Accuser les autres de son malheur, cela est d’un ignorant.
S’en accuser soi-même, cela est d’un homme qui commence à s’instruire.
N’en accuser ni les autres ni soi-même, cela est d’un homme déjà instruit.
Epictète
Accuser les autres de son malheur, cela est d’un ignorant.
S’en accuser soi-même, cela est d’un homme qui commence à s’instruire.
N’en accuser ni les autres ni soi-même, cela est d’un homme déjà instruit.
Epictète
« Il est doux, quand les vents tourmentent de leurs trombes la mer aux vastes flots, de se trouver à terre et d’observer là le grand malheur d’autrui.
Non qu’on ait plaisir à voir quiconque mis à mal, mais de voir de quels malheurs on est soi-même exempt, c’est cela qui est doux.
Plus doux encore est de tenir les temples qu’a érigé l’enseignement des sages, bien défendus, sereins, d’où porter son regard vers en bas et voir au loin les autres errer et chercher au hasard le chemin de la vie, rivaliser d’esprit, faire nuit et jour un colossal effort pour monter au sommet de la richesse et être maître des choses… Pauvres esprits humains, ô poitrines aveugles ! En combien de périls et dans quelles ténèbres se consume la vie aussi courte soit-elle ! »
Lucrèce, dans De rerum natura.
« Souviens-toi que tu es acteur dans une pièce, longue ou courte, où l’auteur a voulu te faire entrer.
S’il veut que tu joues le rôle d’un mendiant, il faut que tu le joues le mieux qu’il te sera possible. S’il veut que tu joues celui d’un boiteux, d’un prince, d’un plébéien, il en est de même.
Car c’est à toi de bien jouer le personnage qui t’a été donné, mais c’est à un autre de te le choisir. »
Dans le Manuel d’Epictète.
Il y a une position par rapport à la vie qui n’en est pas une : celle de l’observateur.
Nous la connaissons bien cette position de l’observateur, qui nous permet de regarder la vie avec l’air de ne pas y toucher. De moquer, soupeser, analyser. Se placer au-dessus de la mêlée. Etre plus malin, renvoyer dos à dos… Il existe toute une littérature pour justifier cela, anoblir cette attitude d’albatros « qui hante la tempête et se rit de l’archer »… Toute une littérature pour se féliciter de ne pas prendre part, se persuader qu’on fait bien de rester de côté.
Et cette littérature existe sans doute aussi pour nous faire oublier que cette attitude n’a rien d’un choix raisonné : c’est avant tout une incapacité. L’observateur ne sait tout simplement pas faire autre chose. Il s’invente une 3ème voie dans le creux de son manque d’affirmation et de force nerveuse, mais sa position n’en n’est pas une. La position de l’observateur n’existe pas, elle est une posture. Une posture esthétique.

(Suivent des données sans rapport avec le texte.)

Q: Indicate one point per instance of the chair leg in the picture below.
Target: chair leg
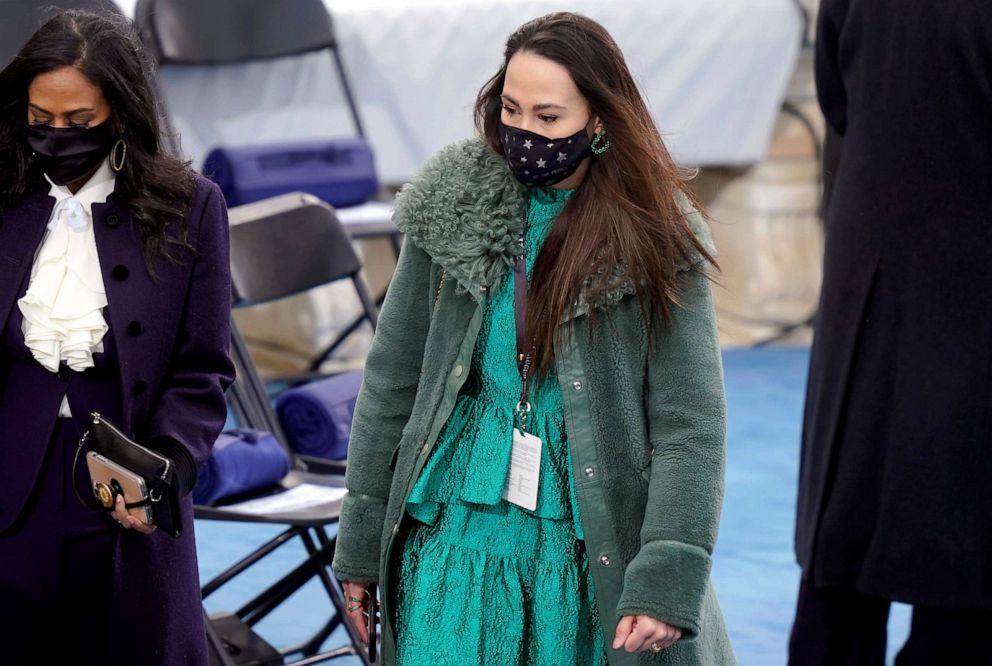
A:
(215, 645)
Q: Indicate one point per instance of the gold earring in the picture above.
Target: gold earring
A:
(597, 140)
(115, 163)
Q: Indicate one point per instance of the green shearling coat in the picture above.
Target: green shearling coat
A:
(646, 424)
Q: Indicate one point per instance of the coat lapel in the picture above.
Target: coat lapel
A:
(141, 312)
(21, 231)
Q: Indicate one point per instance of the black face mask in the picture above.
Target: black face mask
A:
(538, 161)
(68, 154)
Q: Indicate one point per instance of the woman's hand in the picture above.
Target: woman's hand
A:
(640, 633)
(356, 604)
(127, 521)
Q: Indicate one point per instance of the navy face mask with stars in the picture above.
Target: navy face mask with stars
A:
(538, 161)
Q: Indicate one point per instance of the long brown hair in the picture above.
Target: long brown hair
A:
(625, 214)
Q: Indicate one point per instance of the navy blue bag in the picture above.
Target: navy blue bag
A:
(339, 171)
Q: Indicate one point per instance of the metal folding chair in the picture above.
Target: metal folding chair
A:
(281, 247)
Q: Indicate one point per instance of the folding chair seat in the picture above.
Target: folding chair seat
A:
(279, 248)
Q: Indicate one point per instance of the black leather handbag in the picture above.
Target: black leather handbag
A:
(156, 470)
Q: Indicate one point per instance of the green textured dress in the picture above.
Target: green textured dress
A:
(483, 581)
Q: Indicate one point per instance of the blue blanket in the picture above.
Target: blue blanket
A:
(241, 460)
(317, 417)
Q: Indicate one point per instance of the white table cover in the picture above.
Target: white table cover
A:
(714, 73)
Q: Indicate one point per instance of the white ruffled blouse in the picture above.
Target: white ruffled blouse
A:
(63, 306)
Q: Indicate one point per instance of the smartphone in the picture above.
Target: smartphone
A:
(106, 474)
(373, 623)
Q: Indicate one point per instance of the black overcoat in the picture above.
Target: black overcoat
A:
(895, 492)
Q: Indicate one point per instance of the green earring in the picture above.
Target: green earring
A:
(596, 140)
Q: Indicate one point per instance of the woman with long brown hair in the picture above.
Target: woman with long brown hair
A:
(536, 463)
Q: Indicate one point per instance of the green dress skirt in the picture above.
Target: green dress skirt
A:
(483, 581)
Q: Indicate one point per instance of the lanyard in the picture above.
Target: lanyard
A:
(525, 359)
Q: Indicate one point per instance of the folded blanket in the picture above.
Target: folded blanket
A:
(241, 460)
(317, 417)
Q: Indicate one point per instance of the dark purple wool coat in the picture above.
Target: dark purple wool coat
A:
(172, 337)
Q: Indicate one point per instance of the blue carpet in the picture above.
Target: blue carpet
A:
(754, 570)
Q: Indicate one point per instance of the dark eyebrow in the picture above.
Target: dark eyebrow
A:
(537, 107)
(70, 113)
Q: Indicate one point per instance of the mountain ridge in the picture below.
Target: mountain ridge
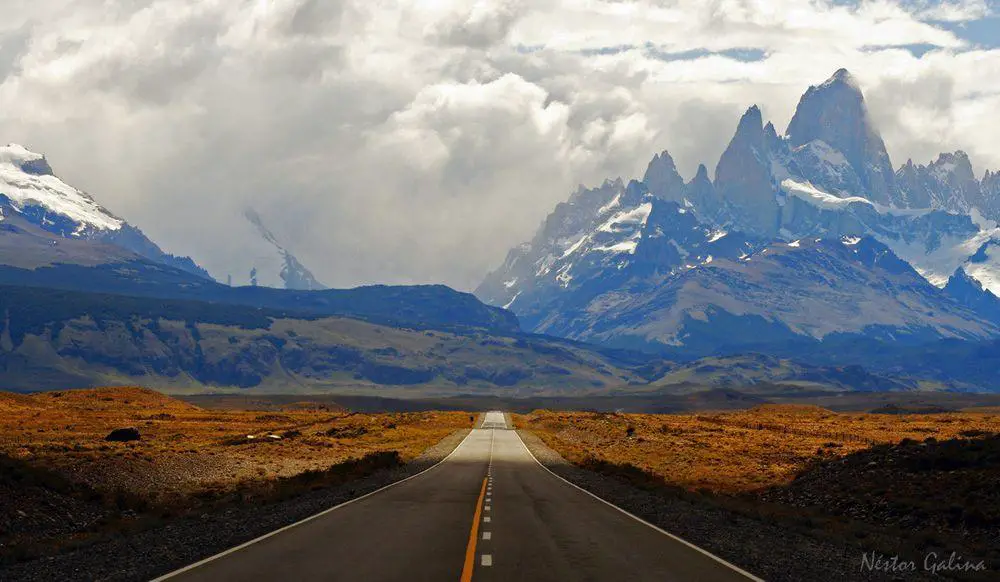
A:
(823, 199)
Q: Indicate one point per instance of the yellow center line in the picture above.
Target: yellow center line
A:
(470, 551)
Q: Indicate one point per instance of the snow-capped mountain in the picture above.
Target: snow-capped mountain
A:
(805, 234)
(275, 266)
(30, 192)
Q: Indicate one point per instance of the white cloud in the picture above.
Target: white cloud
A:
(418, 141)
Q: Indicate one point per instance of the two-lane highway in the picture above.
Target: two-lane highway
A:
(489, 511)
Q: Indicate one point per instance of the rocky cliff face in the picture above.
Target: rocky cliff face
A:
(835, 113)
(798, 236)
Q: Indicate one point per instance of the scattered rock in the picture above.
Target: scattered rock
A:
(124, 435)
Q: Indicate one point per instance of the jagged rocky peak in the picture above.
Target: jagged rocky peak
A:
(956, 163)
(663, 179)
(835, 113)
(751, 127)
(744, 178)
(28, 161)
(948, 183)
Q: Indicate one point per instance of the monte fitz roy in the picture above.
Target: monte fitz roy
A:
(806, 256)
(798, 241)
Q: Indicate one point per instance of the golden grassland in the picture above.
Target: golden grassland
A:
(185, 449)
(734, 452)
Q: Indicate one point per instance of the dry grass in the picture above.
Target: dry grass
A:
(186, 450)
(742, 451)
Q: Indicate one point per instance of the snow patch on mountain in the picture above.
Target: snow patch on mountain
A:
(809, 193)
(274, 265)
(24, 183)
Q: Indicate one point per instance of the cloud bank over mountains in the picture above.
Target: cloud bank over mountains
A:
(407, 142)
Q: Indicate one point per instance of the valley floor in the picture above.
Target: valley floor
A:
(821, 489)
(787, 492)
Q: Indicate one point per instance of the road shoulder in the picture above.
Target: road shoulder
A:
(764, 549)
(184, 540)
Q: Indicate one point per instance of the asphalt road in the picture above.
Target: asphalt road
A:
(487, 512)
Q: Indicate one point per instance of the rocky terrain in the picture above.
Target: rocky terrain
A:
(195, 482)
(824, 488)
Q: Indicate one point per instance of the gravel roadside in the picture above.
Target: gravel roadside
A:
(157, 551)
(764, 549)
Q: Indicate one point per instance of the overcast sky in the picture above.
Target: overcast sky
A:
(417, 141)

Depuis son promontoire, l’observateur regarde, comprend, et dresse le tableau. Il jauge la proportion exacte de vrai et de faux de chaque chose. Il a une vue juste alors il se croit tiré d’affaire. Mais sa « vue » n’est pas une alternative en soi. Sa 3ème voie n’est pas une voie. Son observation n’a d’autre incidence que de laisser faire ce qui se fait.
Parce que la vie, elle, roule toute seule : elle n’a besoin ni d’arbitre ni de commentaire. La vie propose de faire ou de ne pas faire. De participer ou de s’opposer. De jeter du charbon dans la machine ou de freiner des quatre fers. Mais il n’y a pas de rôle qui consiste à « observer ». Observer revient à laisser faire. Laisser faire revient à faire. Dans la vie, soit vous êtes réaliste et vous acceptez le cours des choses, soit vous ne l’acceptez pas et vous êtes idéaliste. Mais il n’y a pas de position haute qui consiste à être détaché ou ironique.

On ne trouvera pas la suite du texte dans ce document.